# Smart Planning : appreciation model (v1) : all models At once
 
### Details 

- Problem : `Regression`

- dataset : 'dataset3'

- Models : 
    1. scikit Linear Regression Model 
    2. Decision tree
    3. SVM
    4. Random forest 
    5. Stochastic Gradient Descent
    6. Ridge_Regression
    7. KNeighbors_Regression 
    8. Bayesian_Ridge_Regression
    9. Gaussian_Process_Regression 
    10. ExtraTreesRegressor
    
- label : numeric in the interval [0,10]


- Values in percentage to avoid the problem related to a specefic number of classrooms, teachers ...


<br>

In [3]:
import numpy as np
import pandas as pd
import matplotlib.pyplot as plt
from sklearn import linear_model, metrics, tree, svm, model_selection
import math
import seaborn as sn
from sklearn.model_selection import train_test_split
from sklearn.ensemble import RandomForestRegressor, ExtraTreesRegressor
from sklearn.neighbors import KNeighborsRegressor
from sklearn.gaussian_process import GaussianProcessRegressor
from sklearn.gaussian_process.kernels import DotProduct, WhiteKernel


%matplotlib inline

# Get the dataset

In [4]:
df = pd.read_excel("dataset3.xlsx")
df.head()

Unnamed: 0,SC_simultanite_Perc,salles_utilisees_Perc,salles_surutiliseess_Perc,places_videss_Perc,seances_samedis_Perc,Smidis_Perc,IntvDep8Hs_Perc,InterDepDisp6s_Perc,GrpDep8Hs_Perc,GrpDepDisp6s_Perc,SHDispoIntrv_Nbr,SDepDIntvs_Perc,SHPDIntvs_Perc,Label
0,75,16,86,0,28,32,32,68,14,93,1,74,68,3
1,11,35,80,0,76,60,24,68,76,32,18,49,84,2
2,36,95,20,80,80,50,76,72,1,0,26,28,3,3
3,98,60,36,80,84,60,81,50,40,70,15,51,76,0
4,60,0,52,88,26,88,76,31,40,32,8,51,28,2


<br>

# Insights about the dataset

> To get insight : [click here](./DataSetStudy.ipynb)

<br>

# Splitting the dataset

In [5]:

# few data 
trainning_set = df.sample(frac=0.75, random_state=25) 
test_set = df.drop(trainning_set.index)

# Calculate the Z-scores of each column in the training set:
trainning_set_mean = trainning_set.mean()
trainning_set_std = trainning_set.std()
trainning_set = (trainning_set - trainning_set_mean)/trainning_set_std

# Calculate the Z-scores of each column in the testing set:
test_set_mean = test_set.mean()
test_set_std = test_set.std()
test_set = (test_set - test_set_mean)/test_set_std

print("# DataSet shape : ", df.shape)
print("# trainning_set shape : ", trainning_set.shape)
print("# test_set shape  20% : ", test_set.shape)

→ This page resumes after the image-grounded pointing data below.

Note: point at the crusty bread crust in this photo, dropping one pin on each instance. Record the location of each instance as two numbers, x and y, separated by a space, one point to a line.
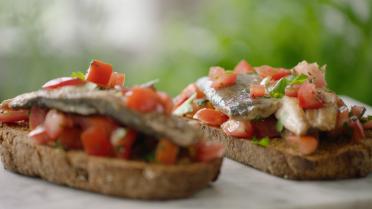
333 160
104 175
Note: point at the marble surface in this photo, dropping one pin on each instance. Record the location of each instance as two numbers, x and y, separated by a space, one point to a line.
239 186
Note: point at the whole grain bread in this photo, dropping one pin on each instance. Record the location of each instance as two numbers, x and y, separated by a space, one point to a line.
332 160
104 175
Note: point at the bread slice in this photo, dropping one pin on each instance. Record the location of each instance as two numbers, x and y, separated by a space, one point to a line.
104 175
332 160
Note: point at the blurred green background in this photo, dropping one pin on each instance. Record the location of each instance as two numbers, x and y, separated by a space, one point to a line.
176 41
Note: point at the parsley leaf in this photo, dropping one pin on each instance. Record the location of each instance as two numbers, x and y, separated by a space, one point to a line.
78 74
264 142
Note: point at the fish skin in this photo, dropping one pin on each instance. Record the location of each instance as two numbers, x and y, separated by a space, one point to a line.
110 103
235 100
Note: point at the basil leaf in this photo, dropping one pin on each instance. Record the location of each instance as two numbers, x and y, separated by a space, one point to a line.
186 107
78 74
264 142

X_train = trainning_set.iloc[:,0:13]
Y_train = trainning_set[['Label']]


X_test = test_set.iloc[:,0:13]
Y_test = test_set[['Label']]


# DataSet shape :  (1082, 14)
# trainning_set shape :  (812, 14)
# test_set shape  20% :  (270, 14)


<br>

# Create all models


In [None]:


kernel = DotProduct() + WhiteKernel()

dfs=[]

models = [
    ('Simple_Linear_Reg', linear_model.LinearRegression()),
    ('Decision_Tree',  tree.DecisionTreeRegressor() ),
    ('SVM_Regression',  svm.SVR( kernel='rbf') ), # kernel type parameter
    ('Random_Forest_Reg',  RandomForestRegressor( n_estimators=13, n_jobs=15 ) ), 
    ('Stochastic_Gradient_Descent',  linear_model.SGDRegressor( alpha=.00000000000000000001 )), # this value should be so small so the algorithme fits well 
    ('KNeighbors_Regression',  KNeighborsRegressor( n_neighbors=11) ), 
    ('Bayesian_Ridge_Regression',   linear_model.BayesianRidge() ), 
    ('Gaussian_Process_Regression',   GaussianProcessRegressor( kernel=kernel, random_state=0) ), 
    ('Ridge_Regression',   linear_model.Ridge(alpha=.5) ),
    ('ExtraTreesRegressor',   ExtraTreesRegressor( n_estimators=13, n_jobs=15 ) ),
]


results = []
names = []
target_names = [ i for i in range(10) ] # targets : appreciation 0->10
final = None

for name, model in models:
    kfold = model_selection.KFold(n_splits=2, shuffle=True, random_state=90210)
    cv_results = model_selection.cross_validate(model, X_train, Y_train.values.ravel(), cv=kfold)
    clf = model.fit( X_train, Y_train.values.ravel() )
    y_pred = clf.predict( X_test)
    results.append(cv_results)
    names.append(name)
    this_df = pd.DataFrame(cv_results)

    this_df['test_m_score'] = round(model.score(X_test, Y_test), 2)
    this_df['test_mae'] = round(metrics.mean_absolute_error(Y_test, y_pred), 4)
    this_df['test_mse']  = round(metrics.mean_squared_error(Y_test, y_pred), 4)
    this_df['model'] = name
    dfs.append(this_df)
final = pd.concat(dfs, ignore_index=True)



In [None]:
final